With everything that’s happening in 2020, all of us are bound to feel compassion fatigue. These 5 women tell us how they deal with it!

It’s been six months and we’re still under lockdown due to COVID-19. Add to this, our own unique set of challenges and the constant stream of negative news that is bombarding our senses nonstop. A lot of us are bound to feel compassion fatigue or the feeling of ‘meh’ where news is losing its ability to shock or hurt us as intensely as before.

When we suffer from compassion fatigue, we generally feel physically or mentally exhausted. This leads to a decline in our abilities to empathise or feel compassion for others. It is also known as the negative cost of caring.

In this interview, I speak to five women who share their unique experiences during COVID and about witnessing compassion fatigue within and around them. They also speak about the ways they’re dealing with their struggles and rising to tackle this difficult period.

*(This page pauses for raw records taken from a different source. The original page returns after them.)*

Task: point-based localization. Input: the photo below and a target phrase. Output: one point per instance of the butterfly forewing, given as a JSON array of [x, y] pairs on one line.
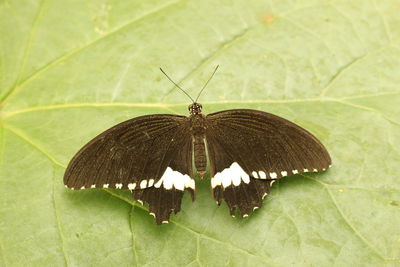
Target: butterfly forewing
[[151, 155], [249, 149]]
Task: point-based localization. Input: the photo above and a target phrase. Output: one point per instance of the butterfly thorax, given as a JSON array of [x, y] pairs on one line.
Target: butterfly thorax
[[198, 127]]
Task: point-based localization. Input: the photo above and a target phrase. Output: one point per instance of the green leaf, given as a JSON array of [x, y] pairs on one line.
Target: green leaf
[[71, 69]]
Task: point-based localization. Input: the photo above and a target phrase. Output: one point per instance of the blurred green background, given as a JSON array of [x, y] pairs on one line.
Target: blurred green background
[[71, 69]]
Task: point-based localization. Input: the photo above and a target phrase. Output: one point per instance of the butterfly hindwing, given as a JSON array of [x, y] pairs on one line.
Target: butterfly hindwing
[[150, 155], [249, 149]]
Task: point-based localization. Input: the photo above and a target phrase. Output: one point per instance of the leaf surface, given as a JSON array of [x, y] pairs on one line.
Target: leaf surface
[[71, 69]]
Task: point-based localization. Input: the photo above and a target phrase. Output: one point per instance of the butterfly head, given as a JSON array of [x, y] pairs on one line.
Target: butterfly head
[[195, 108]]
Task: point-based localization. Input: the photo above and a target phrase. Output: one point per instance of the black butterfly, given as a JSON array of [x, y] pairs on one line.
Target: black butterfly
[[153, 155]]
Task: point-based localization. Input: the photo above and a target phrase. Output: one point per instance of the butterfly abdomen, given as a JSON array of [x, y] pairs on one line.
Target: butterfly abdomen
[[200, 160], [199, 148]]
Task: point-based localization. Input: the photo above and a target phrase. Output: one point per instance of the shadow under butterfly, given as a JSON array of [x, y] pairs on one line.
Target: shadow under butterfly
[[153, 155]]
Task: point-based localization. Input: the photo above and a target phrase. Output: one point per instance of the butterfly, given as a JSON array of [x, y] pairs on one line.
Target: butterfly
[[157, 156]]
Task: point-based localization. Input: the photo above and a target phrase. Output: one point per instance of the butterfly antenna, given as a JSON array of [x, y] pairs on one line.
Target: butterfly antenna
[[207, 83], [176, 84]]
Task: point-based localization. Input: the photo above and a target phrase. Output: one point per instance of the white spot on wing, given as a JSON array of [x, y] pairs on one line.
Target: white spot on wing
[[143, 184], [131, 186], [234, 174], [175, 179]]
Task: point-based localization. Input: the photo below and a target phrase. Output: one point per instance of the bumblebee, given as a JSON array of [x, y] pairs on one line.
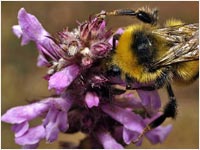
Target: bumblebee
[[147, 53]]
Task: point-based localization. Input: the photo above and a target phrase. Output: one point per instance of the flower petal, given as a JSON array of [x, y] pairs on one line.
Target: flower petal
[[62, 79], [21, 114], [20, 129], [159, 134], [91, 99], [108, 141], [32, 136], [17, 30]]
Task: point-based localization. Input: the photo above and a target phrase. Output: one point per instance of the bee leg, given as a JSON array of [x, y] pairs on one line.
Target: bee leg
[[170, 111], [115, 38], [146, 16]]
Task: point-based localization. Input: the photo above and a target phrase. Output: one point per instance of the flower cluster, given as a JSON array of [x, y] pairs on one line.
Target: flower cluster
[[85, 100]]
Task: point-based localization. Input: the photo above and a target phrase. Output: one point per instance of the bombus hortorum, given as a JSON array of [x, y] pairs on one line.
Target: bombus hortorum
[[147, 53]]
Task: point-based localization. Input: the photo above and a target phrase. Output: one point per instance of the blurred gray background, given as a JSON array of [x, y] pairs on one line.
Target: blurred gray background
[[22, 80]]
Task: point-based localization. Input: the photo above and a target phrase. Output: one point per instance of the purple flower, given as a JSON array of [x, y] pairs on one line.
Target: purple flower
[[86, 100], [108, 141], [62, 79], [91, 99], [55, 121]]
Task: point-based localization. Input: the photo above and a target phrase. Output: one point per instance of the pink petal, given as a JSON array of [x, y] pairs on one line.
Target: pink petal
[[91, 99], [62, 79]]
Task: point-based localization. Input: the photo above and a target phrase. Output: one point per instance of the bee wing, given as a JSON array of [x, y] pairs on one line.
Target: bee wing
[[184, 44]]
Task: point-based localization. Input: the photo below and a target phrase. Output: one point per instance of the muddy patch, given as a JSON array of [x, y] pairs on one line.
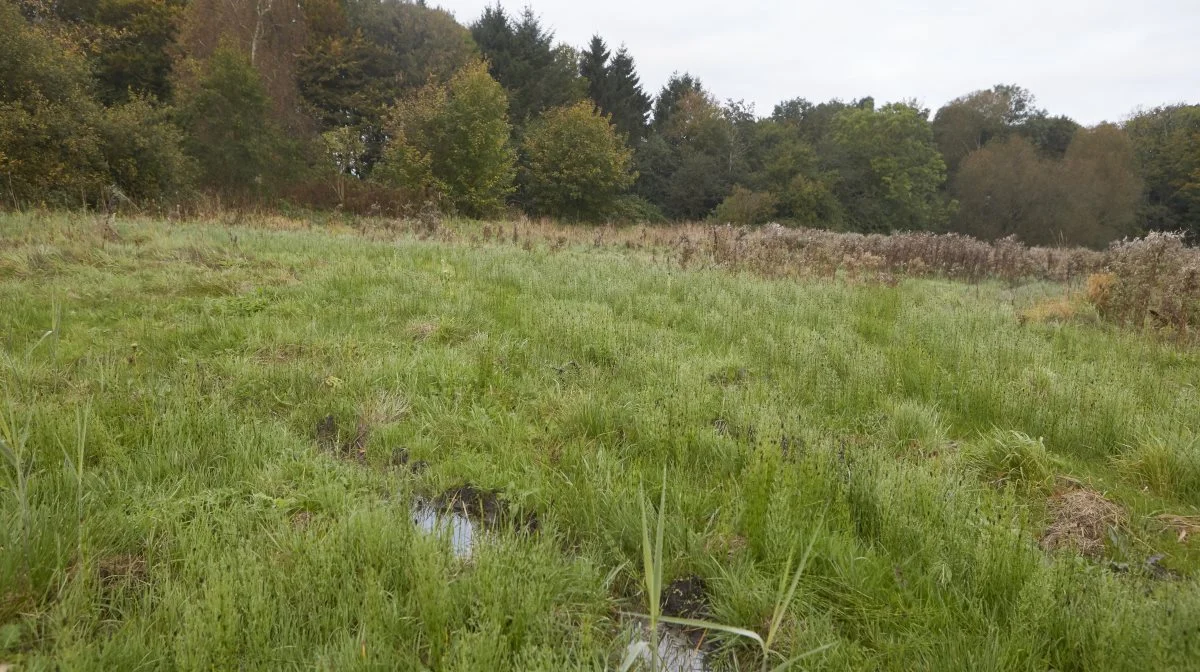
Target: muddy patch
[[1080, 521], [459, 528], [349, 444]]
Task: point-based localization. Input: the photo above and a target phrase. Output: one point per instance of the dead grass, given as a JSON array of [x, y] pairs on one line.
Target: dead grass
[[1080, 521], [1183, 527]]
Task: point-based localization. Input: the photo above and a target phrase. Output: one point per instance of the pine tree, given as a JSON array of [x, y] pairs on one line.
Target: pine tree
[[522, 57], [628, 103], [594, 67]]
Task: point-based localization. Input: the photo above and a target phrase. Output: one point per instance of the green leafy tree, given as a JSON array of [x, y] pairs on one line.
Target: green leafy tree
[[226, 114], [343, 151], [144, 153], [135, 57], [450, 143], [575, 163], [690, 162], [1167, 144], [889, 169], [49, 143]]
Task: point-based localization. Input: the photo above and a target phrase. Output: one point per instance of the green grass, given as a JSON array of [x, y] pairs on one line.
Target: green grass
[[166, 503]]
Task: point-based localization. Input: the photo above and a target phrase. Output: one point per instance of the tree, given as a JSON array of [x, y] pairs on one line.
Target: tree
[[889, 169], [1103, 186], [1090, 197], [1009, 189], [361, 57], [575, 163], [144, 153], [226, 113], [49, 145], [451, 143], [343, 149], [627, 103], [676, 88], [967, 123], [594, 69], [271, 34], [525, 60], [1167, 147], [691, 161]]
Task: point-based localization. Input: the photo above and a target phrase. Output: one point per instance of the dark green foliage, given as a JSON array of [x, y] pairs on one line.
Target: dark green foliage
[[690, 162], [574, 163], [616, 89], [670, 96], [1167, 141], [227, 117], [135, 55], [522, 57], [450, 144], [889, 169], [49, 145], [143, 151], [361, 57], [744, 207]]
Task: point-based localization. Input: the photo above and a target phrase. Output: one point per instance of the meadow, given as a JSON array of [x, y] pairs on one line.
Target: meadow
[[223, 442]]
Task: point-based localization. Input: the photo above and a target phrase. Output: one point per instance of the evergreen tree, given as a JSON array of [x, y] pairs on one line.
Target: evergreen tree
[[628, 103], [594, 67], [676, 88], [522, 57]]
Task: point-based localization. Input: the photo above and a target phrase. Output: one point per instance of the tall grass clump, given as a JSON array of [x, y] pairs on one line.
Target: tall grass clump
[[1169, 466], [1005, 457]]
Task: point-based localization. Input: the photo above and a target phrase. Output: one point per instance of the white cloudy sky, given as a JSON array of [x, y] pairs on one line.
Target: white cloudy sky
[[1093, 60]]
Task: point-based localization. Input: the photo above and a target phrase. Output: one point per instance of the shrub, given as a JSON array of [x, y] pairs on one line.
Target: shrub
[[575, 163], [143, 151], [450, 144], [744, 208], [49, 149], [1152, 280]]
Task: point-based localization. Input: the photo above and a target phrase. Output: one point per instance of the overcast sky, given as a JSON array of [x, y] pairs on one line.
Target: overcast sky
[[1092, 60]]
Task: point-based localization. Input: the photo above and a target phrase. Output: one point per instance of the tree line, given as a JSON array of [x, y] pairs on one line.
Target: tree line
[[394, 106]]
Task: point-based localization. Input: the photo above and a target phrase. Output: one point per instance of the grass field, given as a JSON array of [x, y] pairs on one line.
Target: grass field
[[215, 438]]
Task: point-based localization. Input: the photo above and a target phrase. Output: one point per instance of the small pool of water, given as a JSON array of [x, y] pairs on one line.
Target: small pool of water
[[453, 525]]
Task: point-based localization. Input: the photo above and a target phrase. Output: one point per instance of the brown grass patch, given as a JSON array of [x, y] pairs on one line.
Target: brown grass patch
[[1053, 311], [126, 568], [1081, 520], [423, 330], [1183, 527]]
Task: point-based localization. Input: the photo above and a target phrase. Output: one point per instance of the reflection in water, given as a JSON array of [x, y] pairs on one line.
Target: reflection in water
[[445, 523], [677, 651]]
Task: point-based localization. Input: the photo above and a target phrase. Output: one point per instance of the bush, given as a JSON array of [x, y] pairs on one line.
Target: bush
[[1153, 280], [450, 144], [745, 208], [226, 112], [631, 209], [143, 151], [575, 163], [49, 148]]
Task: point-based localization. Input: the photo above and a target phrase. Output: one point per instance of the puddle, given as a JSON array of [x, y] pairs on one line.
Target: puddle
[[678, 651], [443, 522]]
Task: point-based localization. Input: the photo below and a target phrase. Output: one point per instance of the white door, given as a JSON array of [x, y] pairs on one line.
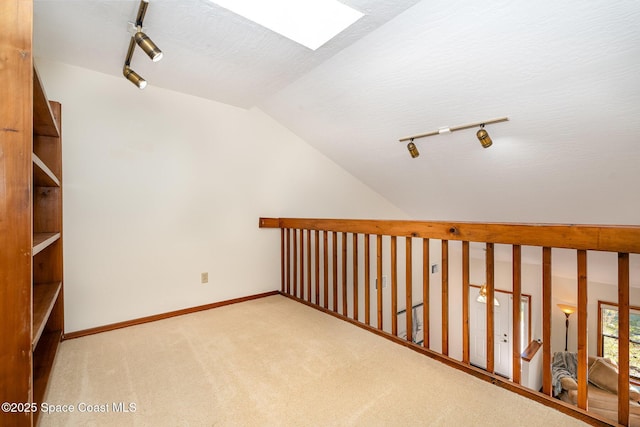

These stories of a doctor, a doctor’s spouse, a psychiatrist, a working woman, and a recovered COVID patient are bound to motivate and inspire you.

Shalini Mullick

Specialist (Pathology) at the National Instt. Of Tuberculosis and Respiratory Diseases

“Why aren’t the pain and the uncertainty bringing us together?”

As a doctor, I see economically disadvantaged patients at our hospital often disregarding social distancing norms and wearing their masks incorrectly. I tend to dismiss this as a result of ignorance and education.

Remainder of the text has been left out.